No hace muchos años programar era la única manera de interactuar con un computador.

A medida que las máquinas evolucionaron, la interacción entre los usuarios y los computadores cambió. Con mínima resistencia, los productores de computadores personales en asocio con compañías de software están reduciendo la posibilidad de programarlos a voluntad.

El ejemplo más extremo de esta tendencia son las tabletas y dispositivos móviles de Apple: toda aplicación que se ejecuta en estos aparatos debe ser autorizada por la compañía.

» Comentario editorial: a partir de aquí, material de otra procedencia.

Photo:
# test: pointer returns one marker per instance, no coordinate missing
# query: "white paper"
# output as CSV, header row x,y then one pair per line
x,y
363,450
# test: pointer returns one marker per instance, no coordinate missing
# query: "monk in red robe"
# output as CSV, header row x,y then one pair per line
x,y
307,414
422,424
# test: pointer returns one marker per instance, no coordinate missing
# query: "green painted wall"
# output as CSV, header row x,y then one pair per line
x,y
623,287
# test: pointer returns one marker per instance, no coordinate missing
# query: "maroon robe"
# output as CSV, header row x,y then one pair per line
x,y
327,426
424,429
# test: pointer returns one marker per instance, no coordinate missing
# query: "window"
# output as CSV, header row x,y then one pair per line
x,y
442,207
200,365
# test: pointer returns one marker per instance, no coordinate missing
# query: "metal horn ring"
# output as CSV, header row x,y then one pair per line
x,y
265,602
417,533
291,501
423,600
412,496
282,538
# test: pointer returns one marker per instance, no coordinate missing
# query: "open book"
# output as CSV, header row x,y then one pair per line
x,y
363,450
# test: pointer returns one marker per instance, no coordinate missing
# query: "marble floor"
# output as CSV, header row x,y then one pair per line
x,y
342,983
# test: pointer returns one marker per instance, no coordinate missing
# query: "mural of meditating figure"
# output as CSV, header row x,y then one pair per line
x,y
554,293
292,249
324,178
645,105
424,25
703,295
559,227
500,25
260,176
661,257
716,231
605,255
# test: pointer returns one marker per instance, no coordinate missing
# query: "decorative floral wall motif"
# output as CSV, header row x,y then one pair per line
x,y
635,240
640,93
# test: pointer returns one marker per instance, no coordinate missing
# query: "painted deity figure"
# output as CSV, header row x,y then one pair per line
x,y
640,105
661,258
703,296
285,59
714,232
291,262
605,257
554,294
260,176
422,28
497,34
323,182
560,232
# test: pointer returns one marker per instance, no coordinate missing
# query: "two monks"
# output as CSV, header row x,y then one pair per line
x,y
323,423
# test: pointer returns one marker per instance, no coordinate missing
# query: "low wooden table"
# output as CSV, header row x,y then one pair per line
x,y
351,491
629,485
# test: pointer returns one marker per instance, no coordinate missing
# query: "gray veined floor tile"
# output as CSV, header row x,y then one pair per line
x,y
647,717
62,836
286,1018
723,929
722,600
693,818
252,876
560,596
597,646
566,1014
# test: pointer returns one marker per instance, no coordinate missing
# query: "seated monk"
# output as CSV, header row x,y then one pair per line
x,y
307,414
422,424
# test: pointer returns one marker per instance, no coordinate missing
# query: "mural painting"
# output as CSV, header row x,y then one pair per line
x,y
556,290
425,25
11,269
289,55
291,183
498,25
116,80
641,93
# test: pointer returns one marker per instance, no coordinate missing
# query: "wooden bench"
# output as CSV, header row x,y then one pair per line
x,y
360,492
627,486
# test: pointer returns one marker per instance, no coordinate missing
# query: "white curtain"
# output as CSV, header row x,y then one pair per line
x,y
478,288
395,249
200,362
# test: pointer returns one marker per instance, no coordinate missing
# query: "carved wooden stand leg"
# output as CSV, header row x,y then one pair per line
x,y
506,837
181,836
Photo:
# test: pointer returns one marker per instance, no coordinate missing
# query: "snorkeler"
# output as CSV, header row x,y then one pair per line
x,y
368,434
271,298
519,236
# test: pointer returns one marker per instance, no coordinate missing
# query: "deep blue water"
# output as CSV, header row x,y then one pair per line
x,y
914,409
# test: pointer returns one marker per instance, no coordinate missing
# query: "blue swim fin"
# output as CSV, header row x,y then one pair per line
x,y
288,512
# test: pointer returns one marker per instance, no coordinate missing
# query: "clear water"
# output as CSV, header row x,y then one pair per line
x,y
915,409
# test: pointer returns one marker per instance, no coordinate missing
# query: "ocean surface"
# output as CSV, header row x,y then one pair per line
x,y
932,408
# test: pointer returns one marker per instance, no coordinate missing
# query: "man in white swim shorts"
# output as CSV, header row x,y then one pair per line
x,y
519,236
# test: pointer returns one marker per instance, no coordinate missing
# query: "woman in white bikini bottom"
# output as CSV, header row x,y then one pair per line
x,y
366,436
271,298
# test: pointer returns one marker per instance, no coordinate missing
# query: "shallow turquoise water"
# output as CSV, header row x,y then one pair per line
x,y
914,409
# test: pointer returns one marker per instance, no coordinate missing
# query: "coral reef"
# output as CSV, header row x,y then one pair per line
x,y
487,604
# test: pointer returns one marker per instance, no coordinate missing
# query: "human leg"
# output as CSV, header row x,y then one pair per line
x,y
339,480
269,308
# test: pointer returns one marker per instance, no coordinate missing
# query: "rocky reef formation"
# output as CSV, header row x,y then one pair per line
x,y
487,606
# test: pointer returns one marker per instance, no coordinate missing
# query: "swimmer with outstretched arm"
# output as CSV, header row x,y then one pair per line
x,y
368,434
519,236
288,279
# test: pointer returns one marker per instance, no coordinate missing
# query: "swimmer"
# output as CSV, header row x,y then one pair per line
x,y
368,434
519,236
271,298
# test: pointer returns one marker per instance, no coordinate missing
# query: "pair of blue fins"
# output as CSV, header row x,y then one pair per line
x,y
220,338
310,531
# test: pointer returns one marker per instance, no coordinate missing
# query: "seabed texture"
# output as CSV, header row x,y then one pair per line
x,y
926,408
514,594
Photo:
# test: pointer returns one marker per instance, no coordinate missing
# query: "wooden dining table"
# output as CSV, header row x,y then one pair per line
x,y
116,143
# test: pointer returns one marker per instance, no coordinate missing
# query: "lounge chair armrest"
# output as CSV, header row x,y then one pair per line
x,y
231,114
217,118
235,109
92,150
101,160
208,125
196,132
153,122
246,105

Por supuesto hay maneras de violar estas restricciones, pero su sola existencia amplía la distancia entre el usuario y el control de su máquina. Cada vez estamos más a merced de los programas que usamos y las compañías que los desarrollan. Aceptamos rutinariamente limitaciones arbitrarias excusándolas como requisitos del sistema.

Por ignorar el lenguaje de la máquinas nos estamos convirtiendo en sus esclavos.

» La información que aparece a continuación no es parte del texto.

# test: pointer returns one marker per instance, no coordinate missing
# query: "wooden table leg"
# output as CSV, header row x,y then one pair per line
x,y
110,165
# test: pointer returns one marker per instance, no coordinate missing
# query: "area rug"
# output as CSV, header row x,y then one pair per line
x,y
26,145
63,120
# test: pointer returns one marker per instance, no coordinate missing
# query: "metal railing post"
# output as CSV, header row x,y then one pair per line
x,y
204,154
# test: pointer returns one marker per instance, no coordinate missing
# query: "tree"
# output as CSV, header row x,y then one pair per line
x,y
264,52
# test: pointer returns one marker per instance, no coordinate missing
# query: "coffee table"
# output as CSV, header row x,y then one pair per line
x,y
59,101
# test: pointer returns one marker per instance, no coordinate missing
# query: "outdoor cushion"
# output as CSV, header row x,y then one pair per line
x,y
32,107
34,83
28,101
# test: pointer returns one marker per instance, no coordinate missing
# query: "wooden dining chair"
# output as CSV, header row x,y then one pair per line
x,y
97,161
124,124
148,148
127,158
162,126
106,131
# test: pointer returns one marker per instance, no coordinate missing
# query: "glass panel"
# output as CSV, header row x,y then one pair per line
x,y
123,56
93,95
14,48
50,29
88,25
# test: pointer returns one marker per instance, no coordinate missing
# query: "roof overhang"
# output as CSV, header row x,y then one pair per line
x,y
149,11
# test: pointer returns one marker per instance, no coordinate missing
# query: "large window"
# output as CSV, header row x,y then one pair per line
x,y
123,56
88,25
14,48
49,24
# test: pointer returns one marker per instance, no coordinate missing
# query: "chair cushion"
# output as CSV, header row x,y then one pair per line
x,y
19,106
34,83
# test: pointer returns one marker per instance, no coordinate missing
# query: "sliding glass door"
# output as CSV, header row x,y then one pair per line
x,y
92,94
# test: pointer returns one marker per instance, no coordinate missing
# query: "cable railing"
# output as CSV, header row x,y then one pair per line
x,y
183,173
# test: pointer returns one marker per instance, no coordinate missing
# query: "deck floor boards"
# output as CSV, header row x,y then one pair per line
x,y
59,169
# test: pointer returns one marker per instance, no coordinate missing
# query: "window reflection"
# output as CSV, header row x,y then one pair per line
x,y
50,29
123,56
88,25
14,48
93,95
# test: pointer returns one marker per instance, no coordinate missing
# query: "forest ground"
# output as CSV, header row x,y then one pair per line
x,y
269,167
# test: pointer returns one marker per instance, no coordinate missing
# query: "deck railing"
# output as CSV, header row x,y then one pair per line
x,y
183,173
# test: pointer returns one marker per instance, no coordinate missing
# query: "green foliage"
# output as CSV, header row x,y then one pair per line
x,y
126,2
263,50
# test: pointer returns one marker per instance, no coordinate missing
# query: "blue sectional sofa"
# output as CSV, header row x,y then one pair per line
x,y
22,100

Y esto pasa al mismo tiempo que todo lo concebible (desde las relaciones sociales hasta los hábitos de consumo, pasando por transacciones financieras y la producción artística) es digitalizado. El espectro de acción potencial de un programa de computador nunca ha sido tan grande. Continuará creciendo.

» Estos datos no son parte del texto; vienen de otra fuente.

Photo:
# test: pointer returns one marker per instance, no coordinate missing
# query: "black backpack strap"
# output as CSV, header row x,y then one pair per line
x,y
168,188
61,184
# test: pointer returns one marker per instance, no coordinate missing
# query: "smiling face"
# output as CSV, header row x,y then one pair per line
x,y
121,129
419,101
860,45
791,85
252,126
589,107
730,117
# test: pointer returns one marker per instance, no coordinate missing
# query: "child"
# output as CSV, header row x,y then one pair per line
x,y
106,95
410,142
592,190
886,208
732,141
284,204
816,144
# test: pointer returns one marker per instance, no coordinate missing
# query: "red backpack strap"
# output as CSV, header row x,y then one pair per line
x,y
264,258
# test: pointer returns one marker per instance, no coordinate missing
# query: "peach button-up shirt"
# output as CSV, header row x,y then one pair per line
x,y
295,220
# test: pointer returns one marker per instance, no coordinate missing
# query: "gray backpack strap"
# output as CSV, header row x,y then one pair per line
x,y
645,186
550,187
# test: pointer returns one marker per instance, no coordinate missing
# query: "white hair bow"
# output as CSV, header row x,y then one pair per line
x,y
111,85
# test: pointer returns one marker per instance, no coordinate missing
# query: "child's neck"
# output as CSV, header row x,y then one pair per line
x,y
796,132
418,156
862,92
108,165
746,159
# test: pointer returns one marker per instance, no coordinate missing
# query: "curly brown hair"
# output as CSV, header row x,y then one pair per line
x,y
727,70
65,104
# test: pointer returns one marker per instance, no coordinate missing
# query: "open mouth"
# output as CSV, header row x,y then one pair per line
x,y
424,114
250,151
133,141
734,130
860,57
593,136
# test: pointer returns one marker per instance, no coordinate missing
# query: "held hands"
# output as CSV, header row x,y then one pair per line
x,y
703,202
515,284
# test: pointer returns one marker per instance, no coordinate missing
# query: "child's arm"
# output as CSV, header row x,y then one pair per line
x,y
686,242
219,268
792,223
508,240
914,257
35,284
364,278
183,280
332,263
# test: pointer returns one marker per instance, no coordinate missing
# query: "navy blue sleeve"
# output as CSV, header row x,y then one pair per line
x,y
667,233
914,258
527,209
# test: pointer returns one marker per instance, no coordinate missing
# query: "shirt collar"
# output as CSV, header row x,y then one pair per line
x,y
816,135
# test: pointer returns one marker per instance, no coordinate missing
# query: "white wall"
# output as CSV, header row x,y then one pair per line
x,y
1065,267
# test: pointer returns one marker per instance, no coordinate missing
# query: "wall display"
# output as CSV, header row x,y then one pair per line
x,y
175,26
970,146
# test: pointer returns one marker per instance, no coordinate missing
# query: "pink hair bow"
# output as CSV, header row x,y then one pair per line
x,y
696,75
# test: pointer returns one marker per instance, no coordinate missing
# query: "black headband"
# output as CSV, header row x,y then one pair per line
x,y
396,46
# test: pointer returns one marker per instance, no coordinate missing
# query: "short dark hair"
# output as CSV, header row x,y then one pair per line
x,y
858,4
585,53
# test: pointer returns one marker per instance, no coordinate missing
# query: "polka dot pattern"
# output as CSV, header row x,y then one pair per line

La contradicción es evidente: la llamada “sociedad de la información” sabe consumirla pero cada vez está peor capacitada para procesarla.

Si fuéramos consecuentes con el nivel de desarrollo tecnológico actual, la programación debería estar junto a leer y escribir en el pénsum básico escolar. En lugar de esto, restringimos su aprendizaje y práctica hasta convertirla en conocimiento de expertos.

Por fortuna, ahora abundan tutoriales y sistemas de enseñanza en línea para aprender a programar (con el software libre como gran muestrario de ejemplos y evidencia de la posibilidad de otros paradigmas), pero este no es el tipo de labor que deberíamos dejar en manos de la buena voluntad de benefactores esporádicos.